$\newcommand{\ol}{\overline{l}}$
$\newcommand{\os}{\overline{s}}$

## Sequence Mining

In [12]:
import nbimporter
from MakeTransactions_t5 import make_cal_transactions
PATH = '../../../datasets/pmdata/'

Let us load the transactions first:

In [13]:
t = make_cal_transactions(PATH, [1,2,3,4], n_clusters=7)

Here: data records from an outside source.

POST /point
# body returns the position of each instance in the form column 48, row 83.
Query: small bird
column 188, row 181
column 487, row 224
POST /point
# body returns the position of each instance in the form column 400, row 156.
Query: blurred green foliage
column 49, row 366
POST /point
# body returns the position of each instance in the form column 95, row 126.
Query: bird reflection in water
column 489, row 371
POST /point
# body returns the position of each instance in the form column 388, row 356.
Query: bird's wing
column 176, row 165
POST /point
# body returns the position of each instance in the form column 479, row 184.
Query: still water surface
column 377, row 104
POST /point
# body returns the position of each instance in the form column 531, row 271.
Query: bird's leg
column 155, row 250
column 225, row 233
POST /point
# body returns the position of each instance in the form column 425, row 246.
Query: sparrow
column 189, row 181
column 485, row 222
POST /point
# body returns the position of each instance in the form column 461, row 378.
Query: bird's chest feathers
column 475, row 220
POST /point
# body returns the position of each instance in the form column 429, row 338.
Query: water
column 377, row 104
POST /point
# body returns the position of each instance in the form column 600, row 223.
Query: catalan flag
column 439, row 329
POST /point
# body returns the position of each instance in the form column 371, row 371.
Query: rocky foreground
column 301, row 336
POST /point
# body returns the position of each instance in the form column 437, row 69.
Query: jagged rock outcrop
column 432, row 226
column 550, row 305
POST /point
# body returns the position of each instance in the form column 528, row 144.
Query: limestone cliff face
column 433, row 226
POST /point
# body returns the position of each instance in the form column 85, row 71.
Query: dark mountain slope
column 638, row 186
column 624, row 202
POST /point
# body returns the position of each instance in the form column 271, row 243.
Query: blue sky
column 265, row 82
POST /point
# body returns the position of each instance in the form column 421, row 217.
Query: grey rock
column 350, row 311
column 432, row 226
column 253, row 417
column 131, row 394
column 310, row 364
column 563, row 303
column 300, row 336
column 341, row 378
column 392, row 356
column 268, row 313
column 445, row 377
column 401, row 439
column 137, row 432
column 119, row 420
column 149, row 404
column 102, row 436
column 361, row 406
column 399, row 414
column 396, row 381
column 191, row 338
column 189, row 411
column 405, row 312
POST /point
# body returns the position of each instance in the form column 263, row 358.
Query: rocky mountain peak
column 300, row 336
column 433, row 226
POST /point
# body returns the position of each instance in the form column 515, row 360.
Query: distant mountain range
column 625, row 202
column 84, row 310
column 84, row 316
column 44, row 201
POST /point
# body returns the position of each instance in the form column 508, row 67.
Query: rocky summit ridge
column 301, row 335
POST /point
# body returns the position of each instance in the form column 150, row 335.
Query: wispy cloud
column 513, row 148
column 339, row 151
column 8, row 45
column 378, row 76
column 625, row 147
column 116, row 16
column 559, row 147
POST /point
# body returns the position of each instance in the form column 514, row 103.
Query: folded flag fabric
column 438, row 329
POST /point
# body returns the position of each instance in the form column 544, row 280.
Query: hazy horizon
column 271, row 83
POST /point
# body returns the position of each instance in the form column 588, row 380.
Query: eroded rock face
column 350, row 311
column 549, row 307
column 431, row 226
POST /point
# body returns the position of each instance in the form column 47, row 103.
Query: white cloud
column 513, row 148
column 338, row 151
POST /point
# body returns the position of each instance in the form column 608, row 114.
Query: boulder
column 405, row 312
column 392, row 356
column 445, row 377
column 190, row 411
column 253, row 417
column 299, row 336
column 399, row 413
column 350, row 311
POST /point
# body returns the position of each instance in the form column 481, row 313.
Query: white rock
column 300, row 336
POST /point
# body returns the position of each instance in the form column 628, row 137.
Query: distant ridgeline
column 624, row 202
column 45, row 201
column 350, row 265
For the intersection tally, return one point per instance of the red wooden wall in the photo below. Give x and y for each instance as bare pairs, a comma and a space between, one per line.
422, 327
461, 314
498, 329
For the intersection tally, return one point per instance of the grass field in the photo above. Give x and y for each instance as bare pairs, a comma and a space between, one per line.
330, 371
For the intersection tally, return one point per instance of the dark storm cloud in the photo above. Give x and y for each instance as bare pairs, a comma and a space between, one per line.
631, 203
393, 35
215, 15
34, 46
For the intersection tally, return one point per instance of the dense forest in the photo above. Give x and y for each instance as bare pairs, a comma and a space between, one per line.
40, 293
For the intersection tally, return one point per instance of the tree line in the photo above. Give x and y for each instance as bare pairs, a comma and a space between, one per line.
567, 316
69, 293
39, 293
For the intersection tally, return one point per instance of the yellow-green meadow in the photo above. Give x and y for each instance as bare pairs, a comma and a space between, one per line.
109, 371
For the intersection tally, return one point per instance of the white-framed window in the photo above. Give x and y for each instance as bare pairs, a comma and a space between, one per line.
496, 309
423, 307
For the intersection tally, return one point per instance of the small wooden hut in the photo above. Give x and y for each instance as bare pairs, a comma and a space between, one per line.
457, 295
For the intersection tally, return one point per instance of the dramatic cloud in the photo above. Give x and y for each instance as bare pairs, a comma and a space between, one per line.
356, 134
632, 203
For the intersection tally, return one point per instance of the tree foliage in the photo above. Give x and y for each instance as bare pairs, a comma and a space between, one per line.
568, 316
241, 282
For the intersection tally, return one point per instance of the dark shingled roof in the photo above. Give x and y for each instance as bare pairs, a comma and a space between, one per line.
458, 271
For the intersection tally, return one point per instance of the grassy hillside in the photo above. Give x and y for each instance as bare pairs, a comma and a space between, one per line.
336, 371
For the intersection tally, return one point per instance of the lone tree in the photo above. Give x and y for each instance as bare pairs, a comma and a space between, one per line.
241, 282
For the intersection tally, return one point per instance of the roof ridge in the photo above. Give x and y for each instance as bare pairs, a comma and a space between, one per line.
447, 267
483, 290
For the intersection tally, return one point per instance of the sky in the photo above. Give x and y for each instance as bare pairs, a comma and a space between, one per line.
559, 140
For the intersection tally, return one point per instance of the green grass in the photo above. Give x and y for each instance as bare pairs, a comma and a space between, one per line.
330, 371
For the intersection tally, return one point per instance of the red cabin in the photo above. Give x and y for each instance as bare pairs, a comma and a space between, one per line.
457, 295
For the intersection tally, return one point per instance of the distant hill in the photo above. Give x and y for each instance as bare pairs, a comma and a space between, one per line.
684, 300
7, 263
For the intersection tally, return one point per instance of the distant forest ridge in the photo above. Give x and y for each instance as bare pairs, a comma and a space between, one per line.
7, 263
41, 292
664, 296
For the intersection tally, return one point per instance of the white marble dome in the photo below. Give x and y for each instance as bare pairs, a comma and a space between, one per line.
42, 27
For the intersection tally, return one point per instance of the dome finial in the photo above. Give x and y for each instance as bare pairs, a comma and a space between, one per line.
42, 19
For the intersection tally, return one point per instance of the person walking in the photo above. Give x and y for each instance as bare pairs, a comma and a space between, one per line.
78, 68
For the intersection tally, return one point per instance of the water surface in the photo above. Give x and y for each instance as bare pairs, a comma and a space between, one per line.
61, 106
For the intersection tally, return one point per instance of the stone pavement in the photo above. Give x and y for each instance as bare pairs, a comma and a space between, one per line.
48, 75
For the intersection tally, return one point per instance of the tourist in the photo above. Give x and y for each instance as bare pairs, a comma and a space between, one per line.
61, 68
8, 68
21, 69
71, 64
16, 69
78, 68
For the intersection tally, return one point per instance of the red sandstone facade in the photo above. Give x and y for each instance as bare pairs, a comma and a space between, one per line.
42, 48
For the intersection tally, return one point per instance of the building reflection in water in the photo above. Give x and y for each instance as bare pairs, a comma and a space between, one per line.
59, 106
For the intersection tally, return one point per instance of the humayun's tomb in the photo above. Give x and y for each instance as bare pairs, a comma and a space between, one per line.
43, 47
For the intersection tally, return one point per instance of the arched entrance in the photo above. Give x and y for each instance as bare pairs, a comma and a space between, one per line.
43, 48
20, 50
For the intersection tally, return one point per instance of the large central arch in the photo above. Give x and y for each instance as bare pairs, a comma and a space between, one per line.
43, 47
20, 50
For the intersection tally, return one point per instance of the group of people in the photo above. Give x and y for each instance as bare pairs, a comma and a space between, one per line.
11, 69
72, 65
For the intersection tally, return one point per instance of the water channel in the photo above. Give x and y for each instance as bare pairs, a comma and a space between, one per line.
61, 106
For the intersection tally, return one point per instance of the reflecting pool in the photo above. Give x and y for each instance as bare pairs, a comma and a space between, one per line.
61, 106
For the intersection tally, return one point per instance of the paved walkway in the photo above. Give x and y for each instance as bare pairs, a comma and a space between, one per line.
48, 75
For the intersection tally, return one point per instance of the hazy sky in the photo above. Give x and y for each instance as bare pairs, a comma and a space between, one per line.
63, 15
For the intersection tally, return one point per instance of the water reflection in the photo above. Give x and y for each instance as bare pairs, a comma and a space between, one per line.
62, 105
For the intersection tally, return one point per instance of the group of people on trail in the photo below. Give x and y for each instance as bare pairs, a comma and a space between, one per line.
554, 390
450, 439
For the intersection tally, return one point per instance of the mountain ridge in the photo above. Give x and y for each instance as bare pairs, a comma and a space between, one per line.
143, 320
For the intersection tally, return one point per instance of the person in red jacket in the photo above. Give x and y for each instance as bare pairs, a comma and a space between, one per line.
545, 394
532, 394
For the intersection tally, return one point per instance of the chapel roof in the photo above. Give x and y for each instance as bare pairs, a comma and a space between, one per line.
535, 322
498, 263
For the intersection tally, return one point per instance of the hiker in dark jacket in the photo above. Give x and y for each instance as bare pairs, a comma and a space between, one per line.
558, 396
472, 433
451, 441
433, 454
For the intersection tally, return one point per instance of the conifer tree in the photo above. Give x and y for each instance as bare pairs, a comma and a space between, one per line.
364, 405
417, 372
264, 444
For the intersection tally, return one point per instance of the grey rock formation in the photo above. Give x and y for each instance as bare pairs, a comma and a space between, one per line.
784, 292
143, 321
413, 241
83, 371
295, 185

Each transaction may be seen as a sequence of items if ordered according to their timestamp

In [14]:
for tr in t:
    tr.sort(key = lambda x: x[0] )

In [15]:
t = [ [i[1] for i in tr ]   for tr in t ]

In [16]:
t[0]

['calories cluster: 3, day: Friday',
 'calories cluster: 3, day: Friday',
 'calories cluster: 3, day: Friday',
 'calories cluster: 3, day: Friday',
 'calories cluster: 3, day: Friday',
 'calories cluster: 3, day: Friday',
 'calories cluster: 2, day: Friday',
 'calories cluster: 2, day: Friday',
 'calories cluster: 0, day: Friday',
 'calories cluster: 4, day: Friday',
 'calories cluster: 4, day: Friday',
 'calories cluster: 4, day: Friday',
 'calories cluster: 0, day: Friday',
 'calories cluster: 4, day: Friday',
 'calories cluster: 4, day: Friday',
 'calories cluster: 1, day: Friday',
 'calories cluster: 5, day: Friday',
 'calories cluster: 2, day: Friday',
 'calories cluster: 3, day: Friday',
 'calories cluster: 4, day: Friday',
 'calories cluster: 1, day: Friday',
 'calories cluster: 0, day: Friday',
 'calories cluster: 2, day: Friday',
 'calories cluster: 4, day: Friday']

Given a sequence of labels $s = [l_1, \ldots, l_n]$ a sequence $p = [\ol_{1},\ldots ,\ol_m]$  is a **pattern of** $s$ if and only if there exists a monotonic strictly increasing function $f: \{
1, \ldots m\} \rightarrow \{1,\ldots, n\}$ such that for every $i \in \{
1, \ldots m\}$ we have $l_{f(i)} = \ol_{i}$, if such a function exists  we will write $p \in s$ and $p \notin s$
otherwise.


Given a multiset of sequences $S =s_1, \ldots, s_N$ and a pattern $p$ we define the support of $p \in S$, written $sup_S(p)$, as $sup_S(p)= \frac{\{i: p \in s_i\}}{N}$.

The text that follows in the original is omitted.